With the assistance of the librarian who is also a teacher, Ms Em Chhorvy, the children with disabilities were guided through a number of steps: from starting up the tablets to entering the e-library, getting to the Khmer scripts and then learning them.
For those children who cannot speak, Ms Chhorvy showed them the scripts, using her finger and writing in the air, so the children can see and then she asked them to point out the correct answers on the tablet screen .
“The Khmer Reading Program in the e-library is exceptionally good since the children can see both scripts and pictures,” said Ms Chhorvy who is also vice-president of The Cambodian Intellectual Disability and Autism Network. “It’s the age of ICT, and hence, children love technology regardless of whom and where they are,” she added.

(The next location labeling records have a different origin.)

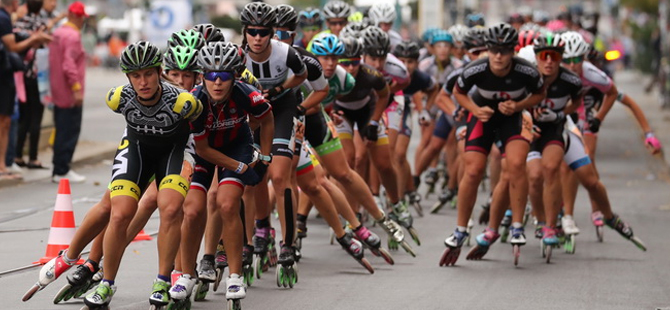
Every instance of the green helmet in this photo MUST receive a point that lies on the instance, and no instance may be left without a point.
(190, 38)
(182, 58)
(140, 55)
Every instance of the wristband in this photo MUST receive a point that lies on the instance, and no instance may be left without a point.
(239, 168)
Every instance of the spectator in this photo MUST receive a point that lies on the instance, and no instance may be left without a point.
(7, 88)
(67, 60)
(31, 111)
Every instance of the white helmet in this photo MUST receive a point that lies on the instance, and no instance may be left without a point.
(382, 13)
(528, 53)
(458, 32)
(575, 45)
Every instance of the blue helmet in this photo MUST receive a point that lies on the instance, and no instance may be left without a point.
(441, 36)
(327, 45)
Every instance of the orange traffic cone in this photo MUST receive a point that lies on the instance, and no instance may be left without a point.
(62, 224)
(142, 236)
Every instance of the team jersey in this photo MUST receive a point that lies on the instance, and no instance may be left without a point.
(341, 83)
(522, 79)
(161, 123)
(367, 80)
(431, 66)
(566, 86)
(224, 123)
(420, 81)
(273, 71)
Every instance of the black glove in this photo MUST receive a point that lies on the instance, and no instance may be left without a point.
(594, 124)
(260, 168)
(249, 177)
(371, 132)
(301, 110)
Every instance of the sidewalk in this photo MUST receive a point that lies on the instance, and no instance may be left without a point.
(86, 152)
(632, 83)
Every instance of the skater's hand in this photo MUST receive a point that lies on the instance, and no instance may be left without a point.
(484, 113)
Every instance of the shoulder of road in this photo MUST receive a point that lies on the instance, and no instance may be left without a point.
(88, 152)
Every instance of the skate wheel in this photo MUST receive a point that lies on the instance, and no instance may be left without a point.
(29, 294)
(258, 266)
(234, 304)
(548, 252)
(367, 265)
(415, 235)
(600, 233)
(516, 250)
(62, 294)
(407, 248)
(386, 255)
(638, 243)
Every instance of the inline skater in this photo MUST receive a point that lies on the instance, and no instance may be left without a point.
(495, 107)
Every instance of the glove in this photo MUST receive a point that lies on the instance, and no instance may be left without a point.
(652, 142)
(550, 116)
(371, 131)
(424, 118)
(249, 177)
(594, 124)
(301, 110)
(260, 168)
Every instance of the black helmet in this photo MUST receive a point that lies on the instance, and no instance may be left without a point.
(407, 49)
(287, 17)
(258, 14)
(475, 38)
(501, 35)
(352, 47)
(210, 32)
(375, 41)
(336, 9)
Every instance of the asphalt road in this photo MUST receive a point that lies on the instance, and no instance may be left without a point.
(609, 275)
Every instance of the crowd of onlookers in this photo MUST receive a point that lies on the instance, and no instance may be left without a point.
(42, 63)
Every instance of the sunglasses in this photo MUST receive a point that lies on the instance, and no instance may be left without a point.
(284, 34)
(223, 75)
(350, 62)
(311, 28)
(553, 55)
(573, 60)
(502, 50)
(476, 51)
(337, 23)
(264, 32)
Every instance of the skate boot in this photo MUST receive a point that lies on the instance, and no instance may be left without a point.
(504, 225)
(598, 221)
(401, 215)
(415, 200)
(484, 242)
(261, 258)
(454, 244)
(235, 291)
(445, 197)
(79, 282)
(625, 231)
(287, 269)
(372, 242)
(485, 214)
(49, 273)
(518, 240)
(181, 291)
(355, 249)
(100, 298)
(396, 235)
(160, 295)
(549, 241)
(247, 265)
(430, 180)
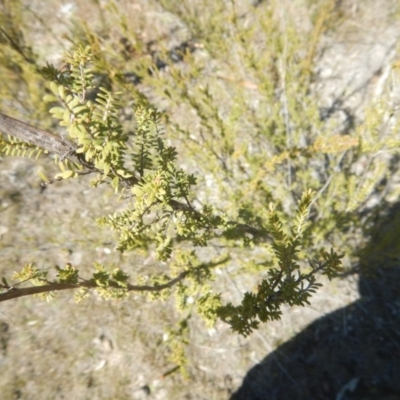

Like Ms Chhorvy, the man who set up the HHC center was not only impressed with the e-library and tablets, provided by Aide-et-Action, but also was looking for more support of this kind. “The children love to use and play with the devices and we are just concerned now that we do not have enough of them for them,” said Mr. Chann Sarin, Executive Director of HHC.
Thanks to all the hard work in supporting 36 children with disabilities in the community, HHC has been offered a space within Anuvath pubic lower-secondary school in Ta Khmao town, Kandal province. Once in a while the centre also invites students from the school to join and play with children with disabilities. “We do this so the children will get along with each other without discrimination,”Sarin explained.
“I like to come and play with them and I don’t discriminate against children with disabilities,” said Sim Sorya, an 8th grade student.
The centre’s library has five tablets so far that have been provided by AEA in a pilot project. For that reason, the 36 children have to take turns using the tablets and must spend 10 minutes reading before they can start to use them.